In terms of optimisation and search, decision trees use a greedy heuristic to perform search, evaluating the possible options at the current stage of learning and making the one that seems optimal at that point. This works well a surprisingly large amount of the time.

12.1 USING DECISION TREES

As a student it can be difficult to decide what to do in the evening. There are four things that you actually quite enjoy doing, or have to do: going to the pub, watching TV, going to a party, or even (gasp) studying. The choice is sometimes made for you – if you have an assignment due the next day, then you need to study, if you are feeling lazy then the pub isn't for you, and if there isn't party then you can't go to it. You are looking for a nice algorithm that will let you decide what to do each evening without having to think about it every night.

Each evening you start at the top (root) of the tree and check whether any of your friends know about a party that night. If there is one, then you need to go, regardless. Only there is not a party do you worry about whether or not you have an assignment deadline coming up. If there is a crucial deadline, then you have to study, but if there is nothing that is urgent for the next few days, you think about how you feel. A sudden burst of energy might make you study, but otherwise you'll be slumped in front of the TV indulging your secret love of Shortland Street (or other soap opera of your choice) rather than studying. Of course, near the start of the semester when there are no assignments to do, and you are feeling rich, you'll be in the pub.
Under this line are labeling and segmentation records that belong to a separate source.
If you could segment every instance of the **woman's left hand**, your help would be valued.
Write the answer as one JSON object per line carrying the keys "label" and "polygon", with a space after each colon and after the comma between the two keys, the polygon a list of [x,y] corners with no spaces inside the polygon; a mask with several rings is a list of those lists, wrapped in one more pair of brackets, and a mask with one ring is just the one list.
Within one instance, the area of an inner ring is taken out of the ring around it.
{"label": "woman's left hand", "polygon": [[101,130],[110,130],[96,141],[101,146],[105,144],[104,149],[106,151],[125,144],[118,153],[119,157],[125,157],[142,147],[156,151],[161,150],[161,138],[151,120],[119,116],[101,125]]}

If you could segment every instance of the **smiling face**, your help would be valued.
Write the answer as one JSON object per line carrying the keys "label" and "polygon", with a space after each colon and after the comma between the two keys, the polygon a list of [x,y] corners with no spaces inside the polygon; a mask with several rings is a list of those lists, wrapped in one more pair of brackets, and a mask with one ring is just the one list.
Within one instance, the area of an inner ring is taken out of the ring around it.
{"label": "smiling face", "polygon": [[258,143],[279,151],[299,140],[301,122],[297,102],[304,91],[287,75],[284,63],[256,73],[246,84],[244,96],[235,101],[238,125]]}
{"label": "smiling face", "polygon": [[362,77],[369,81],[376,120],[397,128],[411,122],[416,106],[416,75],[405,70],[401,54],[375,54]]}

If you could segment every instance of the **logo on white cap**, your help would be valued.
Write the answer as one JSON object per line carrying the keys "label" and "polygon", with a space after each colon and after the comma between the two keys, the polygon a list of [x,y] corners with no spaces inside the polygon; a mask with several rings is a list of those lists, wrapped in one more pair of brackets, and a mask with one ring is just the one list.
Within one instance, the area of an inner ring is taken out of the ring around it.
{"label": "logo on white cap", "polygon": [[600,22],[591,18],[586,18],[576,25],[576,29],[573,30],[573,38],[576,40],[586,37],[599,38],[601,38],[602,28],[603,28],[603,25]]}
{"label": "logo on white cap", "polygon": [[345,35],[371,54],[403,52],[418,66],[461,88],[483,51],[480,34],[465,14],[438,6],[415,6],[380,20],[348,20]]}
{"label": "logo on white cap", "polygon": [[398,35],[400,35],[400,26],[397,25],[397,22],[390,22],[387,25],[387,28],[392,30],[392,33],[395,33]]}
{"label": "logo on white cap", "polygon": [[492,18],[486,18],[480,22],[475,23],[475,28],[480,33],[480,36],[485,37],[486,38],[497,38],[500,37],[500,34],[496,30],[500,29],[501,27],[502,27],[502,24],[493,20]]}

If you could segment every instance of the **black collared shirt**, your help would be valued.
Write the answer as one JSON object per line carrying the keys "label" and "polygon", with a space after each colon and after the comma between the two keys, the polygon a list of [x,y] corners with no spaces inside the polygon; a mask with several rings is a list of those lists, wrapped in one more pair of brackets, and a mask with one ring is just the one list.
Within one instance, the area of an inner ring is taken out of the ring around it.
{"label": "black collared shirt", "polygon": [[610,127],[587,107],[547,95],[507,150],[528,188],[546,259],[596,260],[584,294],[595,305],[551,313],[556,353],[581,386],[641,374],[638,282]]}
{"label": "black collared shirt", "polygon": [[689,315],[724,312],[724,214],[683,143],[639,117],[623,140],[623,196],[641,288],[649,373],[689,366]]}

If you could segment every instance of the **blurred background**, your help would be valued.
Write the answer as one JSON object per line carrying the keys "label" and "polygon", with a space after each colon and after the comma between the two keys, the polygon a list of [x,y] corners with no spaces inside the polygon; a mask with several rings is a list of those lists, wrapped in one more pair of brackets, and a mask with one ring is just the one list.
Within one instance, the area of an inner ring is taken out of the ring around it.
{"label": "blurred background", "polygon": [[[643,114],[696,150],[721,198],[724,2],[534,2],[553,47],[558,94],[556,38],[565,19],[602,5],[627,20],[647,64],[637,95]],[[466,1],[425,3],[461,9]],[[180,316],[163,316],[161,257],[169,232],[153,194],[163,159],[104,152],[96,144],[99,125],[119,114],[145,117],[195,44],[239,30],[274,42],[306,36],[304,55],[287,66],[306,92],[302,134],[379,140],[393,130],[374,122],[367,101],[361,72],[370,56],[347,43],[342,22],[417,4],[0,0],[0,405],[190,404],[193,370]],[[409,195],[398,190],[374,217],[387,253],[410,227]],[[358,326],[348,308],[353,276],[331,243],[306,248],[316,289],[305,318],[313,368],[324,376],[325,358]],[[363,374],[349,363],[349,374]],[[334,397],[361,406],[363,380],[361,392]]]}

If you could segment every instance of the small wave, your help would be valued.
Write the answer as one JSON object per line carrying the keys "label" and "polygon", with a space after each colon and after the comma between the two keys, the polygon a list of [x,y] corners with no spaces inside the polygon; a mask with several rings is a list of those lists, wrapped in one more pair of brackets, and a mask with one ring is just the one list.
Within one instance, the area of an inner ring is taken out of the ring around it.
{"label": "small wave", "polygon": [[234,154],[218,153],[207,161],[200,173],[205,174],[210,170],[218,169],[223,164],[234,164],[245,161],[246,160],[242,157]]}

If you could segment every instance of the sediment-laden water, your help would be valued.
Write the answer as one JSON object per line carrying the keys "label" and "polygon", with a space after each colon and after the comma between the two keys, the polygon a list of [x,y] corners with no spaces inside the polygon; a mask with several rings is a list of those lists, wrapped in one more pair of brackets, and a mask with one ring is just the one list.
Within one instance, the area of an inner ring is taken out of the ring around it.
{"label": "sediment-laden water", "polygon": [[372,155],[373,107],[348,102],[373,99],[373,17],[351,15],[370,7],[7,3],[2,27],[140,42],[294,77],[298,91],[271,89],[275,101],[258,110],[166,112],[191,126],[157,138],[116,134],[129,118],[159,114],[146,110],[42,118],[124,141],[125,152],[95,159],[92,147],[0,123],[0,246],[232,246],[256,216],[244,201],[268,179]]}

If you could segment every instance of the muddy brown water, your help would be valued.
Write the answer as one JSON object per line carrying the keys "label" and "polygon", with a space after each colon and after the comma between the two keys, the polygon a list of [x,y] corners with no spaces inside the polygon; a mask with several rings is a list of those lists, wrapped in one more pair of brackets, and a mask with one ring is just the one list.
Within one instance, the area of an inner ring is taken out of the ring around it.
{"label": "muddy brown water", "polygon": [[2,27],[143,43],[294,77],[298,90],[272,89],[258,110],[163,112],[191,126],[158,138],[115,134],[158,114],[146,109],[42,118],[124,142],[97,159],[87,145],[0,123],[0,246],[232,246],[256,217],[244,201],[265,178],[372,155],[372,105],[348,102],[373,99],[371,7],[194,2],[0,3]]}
One of the reasons that decision trees are popular is that we can turn them into a set of logical disjunctions (if … then rules) that then go into program code very simply - the first part of the tree above can be turned into:

ifthere is a partythengo to it

ifthere is not a party andyou have an urgent deadlinethenstudy

etc.

12.2 CONSTRUCTING DECISION TREES

In the example above, the three features that we need for the algorithm are the stated of your energy level, the date of your nearest deadline, and whether or not there is a party tonight. The question we need to ask is how, based on those features, we can construct the tree. There are a few different decision tree algorithms, but they are almost all variants of the same principle: the algorithms build the tree in a greedy manner starting at the root, choosing the most informative feature at each step. We are going to start by focusing on the most common: Quinlan's ID3, although we'll also mention its extension, known as C4.5, and another known as CART.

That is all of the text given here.